Да и не приходило на ум слово «любовь» – оно было не из моей жизни. А пока не появилось слово, пока чувство не определилось в своих границах, любовь расплывалась и растворялась во всем, что я видел, делал, говорил. Это было головокружительное вовлечение и переоблачение в мои чувства всего, что творилось вокруг. На зеленой доске оставалась свежая влажная полоса от тряпки – и это происходило со мной. В третьем ряду тихо засмеялась Таня Тиханович – казалось, что это ободряют и веселят именно меня.
– Миша, проснитесь, третьи петухи пропели! – говорила Регина Вальтеровна. Это означало, что она знает мои чувства и просто одобрительно иронизирует надо мной.
После урока мы впервые шли вдвоем, а навстречу шли медленные снеги. Лена была в короткой шубке и в шапке с завязанными на затылке ушами. Эти шубку и ушанку я сразу разместил в храме нового культа вместе со снежинками, которые их расцвечивали.

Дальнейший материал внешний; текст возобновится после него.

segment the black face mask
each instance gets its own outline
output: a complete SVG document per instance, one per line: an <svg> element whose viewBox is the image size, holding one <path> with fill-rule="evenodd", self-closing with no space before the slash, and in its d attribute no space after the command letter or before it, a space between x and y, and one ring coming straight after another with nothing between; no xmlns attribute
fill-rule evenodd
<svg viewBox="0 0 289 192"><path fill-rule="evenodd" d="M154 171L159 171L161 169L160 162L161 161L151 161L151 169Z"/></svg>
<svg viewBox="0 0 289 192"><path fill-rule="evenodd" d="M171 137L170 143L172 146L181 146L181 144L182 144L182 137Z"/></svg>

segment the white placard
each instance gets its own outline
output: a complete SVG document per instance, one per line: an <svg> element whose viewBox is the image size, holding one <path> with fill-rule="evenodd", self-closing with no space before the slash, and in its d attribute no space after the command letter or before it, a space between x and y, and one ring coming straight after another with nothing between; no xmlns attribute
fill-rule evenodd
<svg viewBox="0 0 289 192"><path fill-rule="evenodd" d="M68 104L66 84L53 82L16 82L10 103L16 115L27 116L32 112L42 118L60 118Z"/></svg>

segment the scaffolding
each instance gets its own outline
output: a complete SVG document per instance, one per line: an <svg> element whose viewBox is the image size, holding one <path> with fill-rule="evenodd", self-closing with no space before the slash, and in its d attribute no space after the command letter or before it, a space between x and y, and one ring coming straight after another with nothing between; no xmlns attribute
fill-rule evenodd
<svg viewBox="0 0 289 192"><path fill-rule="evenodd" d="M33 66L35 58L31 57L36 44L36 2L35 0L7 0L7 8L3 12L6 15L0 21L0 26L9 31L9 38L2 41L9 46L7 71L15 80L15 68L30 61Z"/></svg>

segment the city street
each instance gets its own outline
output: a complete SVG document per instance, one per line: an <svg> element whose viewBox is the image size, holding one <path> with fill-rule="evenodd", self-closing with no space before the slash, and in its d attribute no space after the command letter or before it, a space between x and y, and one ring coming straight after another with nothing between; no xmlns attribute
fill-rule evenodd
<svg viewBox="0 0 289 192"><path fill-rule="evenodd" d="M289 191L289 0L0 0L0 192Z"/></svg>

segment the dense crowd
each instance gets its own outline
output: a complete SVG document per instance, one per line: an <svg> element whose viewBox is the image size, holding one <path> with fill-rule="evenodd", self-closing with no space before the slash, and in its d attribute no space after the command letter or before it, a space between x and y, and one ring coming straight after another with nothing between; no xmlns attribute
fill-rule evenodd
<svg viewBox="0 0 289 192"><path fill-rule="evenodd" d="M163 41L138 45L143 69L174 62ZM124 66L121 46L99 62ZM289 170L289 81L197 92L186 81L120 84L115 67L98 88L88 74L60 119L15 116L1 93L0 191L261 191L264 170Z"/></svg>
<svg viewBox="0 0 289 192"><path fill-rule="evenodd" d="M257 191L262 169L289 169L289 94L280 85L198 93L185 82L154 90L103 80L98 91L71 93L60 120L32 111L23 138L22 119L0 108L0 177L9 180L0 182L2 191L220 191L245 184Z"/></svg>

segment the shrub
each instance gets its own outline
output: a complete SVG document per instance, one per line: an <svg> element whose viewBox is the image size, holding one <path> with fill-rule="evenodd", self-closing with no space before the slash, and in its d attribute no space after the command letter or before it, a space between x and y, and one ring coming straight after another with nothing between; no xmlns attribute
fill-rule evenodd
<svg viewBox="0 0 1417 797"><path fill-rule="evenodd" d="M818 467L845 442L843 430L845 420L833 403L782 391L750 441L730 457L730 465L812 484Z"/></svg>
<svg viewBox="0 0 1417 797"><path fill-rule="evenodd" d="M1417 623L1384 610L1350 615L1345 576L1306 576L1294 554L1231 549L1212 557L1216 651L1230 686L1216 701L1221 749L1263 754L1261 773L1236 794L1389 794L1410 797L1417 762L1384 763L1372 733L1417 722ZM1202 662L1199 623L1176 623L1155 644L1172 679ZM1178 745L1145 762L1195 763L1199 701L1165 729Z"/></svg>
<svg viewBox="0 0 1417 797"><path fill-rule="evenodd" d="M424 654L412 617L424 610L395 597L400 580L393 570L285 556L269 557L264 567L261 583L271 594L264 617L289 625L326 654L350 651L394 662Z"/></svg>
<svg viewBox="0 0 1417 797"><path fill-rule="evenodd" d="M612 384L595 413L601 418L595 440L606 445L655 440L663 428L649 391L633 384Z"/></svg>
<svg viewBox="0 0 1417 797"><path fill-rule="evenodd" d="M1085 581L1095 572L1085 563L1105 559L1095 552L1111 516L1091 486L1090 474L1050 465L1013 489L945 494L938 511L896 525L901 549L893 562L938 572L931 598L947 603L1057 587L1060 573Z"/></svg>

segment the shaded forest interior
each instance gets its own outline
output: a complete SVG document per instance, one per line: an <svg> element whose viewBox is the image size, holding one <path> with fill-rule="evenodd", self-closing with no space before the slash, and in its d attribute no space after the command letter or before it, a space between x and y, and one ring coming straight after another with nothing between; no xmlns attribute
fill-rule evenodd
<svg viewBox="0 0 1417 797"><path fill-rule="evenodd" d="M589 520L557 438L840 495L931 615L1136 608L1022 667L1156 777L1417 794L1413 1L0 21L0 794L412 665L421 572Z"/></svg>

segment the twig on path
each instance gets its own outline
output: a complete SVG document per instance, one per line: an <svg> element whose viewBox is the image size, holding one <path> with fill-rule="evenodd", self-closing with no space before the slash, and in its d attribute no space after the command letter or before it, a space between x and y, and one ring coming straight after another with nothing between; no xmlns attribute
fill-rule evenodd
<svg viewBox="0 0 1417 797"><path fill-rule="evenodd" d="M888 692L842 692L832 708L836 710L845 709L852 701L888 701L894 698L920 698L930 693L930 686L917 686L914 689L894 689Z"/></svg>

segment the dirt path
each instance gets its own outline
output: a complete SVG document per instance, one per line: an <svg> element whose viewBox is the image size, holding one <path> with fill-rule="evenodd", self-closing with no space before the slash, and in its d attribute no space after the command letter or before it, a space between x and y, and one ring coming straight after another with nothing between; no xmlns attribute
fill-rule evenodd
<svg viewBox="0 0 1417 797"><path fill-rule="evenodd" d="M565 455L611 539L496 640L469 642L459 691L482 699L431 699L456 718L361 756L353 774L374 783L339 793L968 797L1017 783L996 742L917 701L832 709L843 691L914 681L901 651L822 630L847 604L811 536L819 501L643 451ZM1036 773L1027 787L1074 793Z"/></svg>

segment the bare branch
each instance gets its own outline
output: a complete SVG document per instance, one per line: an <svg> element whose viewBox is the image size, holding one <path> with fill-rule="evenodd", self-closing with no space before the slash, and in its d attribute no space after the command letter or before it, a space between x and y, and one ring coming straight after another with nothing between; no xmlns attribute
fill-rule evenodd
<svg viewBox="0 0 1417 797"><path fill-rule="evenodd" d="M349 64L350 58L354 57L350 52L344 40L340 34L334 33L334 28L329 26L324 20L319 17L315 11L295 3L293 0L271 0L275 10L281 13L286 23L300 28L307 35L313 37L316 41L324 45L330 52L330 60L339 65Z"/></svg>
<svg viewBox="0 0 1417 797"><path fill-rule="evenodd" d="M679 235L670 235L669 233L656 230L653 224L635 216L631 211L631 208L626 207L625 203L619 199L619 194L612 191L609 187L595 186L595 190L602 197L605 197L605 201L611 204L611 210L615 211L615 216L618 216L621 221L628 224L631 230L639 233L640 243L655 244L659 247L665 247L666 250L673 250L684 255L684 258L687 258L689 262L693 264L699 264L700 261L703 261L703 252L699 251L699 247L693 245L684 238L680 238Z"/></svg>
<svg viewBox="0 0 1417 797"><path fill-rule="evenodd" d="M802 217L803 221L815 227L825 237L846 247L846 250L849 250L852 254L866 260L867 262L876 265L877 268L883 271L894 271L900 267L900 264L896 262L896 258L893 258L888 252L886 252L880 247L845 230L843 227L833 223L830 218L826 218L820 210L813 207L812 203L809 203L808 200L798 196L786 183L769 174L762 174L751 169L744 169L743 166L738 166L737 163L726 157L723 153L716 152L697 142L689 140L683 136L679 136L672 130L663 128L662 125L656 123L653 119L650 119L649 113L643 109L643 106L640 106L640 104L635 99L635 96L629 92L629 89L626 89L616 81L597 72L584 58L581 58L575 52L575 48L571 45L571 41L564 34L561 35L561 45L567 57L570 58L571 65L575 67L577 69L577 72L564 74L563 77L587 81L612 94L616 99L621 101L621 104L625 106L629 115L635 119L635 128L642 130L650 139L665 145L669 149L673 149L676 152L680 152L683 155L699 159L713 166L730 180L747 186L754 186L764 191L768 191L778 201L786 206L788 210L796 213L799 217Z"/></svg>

– Знаешь, у меня есть теория, – сказал я, стараясь замедлить шаги, – что все люди станут одной семьей.
– Как это?
– Смотри... Вот живут мальчик и девочка. Скажем, у него фамилия Смирнов, а у нее – Кравченко.
– Мне нравится имя Роман. А тебе?
– Слушай дальше. Они поженились, и у них стала фамилия Смирновы. Так?
– Так. Если только девочка не оставит девичью фамилию.
– Она не оставит. Какой смысл жениться и оставлять две фамилии?
– Вот у меня красивая фамилия, мне не хочется ее менять.
Пытаясь отогнать грусть от того, что моя фамилия не сможет конкурировать с ее красивой фамилией, и значит, между нами уже появилось какое-то препятствие, я продолжал:
– Постепенно фамилий станет все меньше, потому что вместо одного Смирнова станет двое, а еще их дети... Ну и когда-нибудь... при коммунизме, все будут одна семья.
– И больше не будут жениться?
– Не знаю, – сказал я и горестно умолк.
– А Ромой можно назвать сыночка, – вдруг произнесла Лена. – Ну, до завтра, Михаил.
Дверь подъезда захлопнулась, и я стал прислушиваться к морозу и к звуку шагов на лестнице. После сказанных слов я опять воспрял. Кому попало про сыночка говорить не станут, так ведь?
Дома я взял чистый лист, простой карандаш и ластик. Почему-то казалось, что вот сейчас подсознание кинется мне на выручку, закипит и извергнется: настолько сильно было желание. Я решил нарисовать по памяти портрет Кохановской. Я помнил ее лицо наизусть, ведь оно весь день было перед глазами, – и когда смотрел на него, и даже когда не смотрел.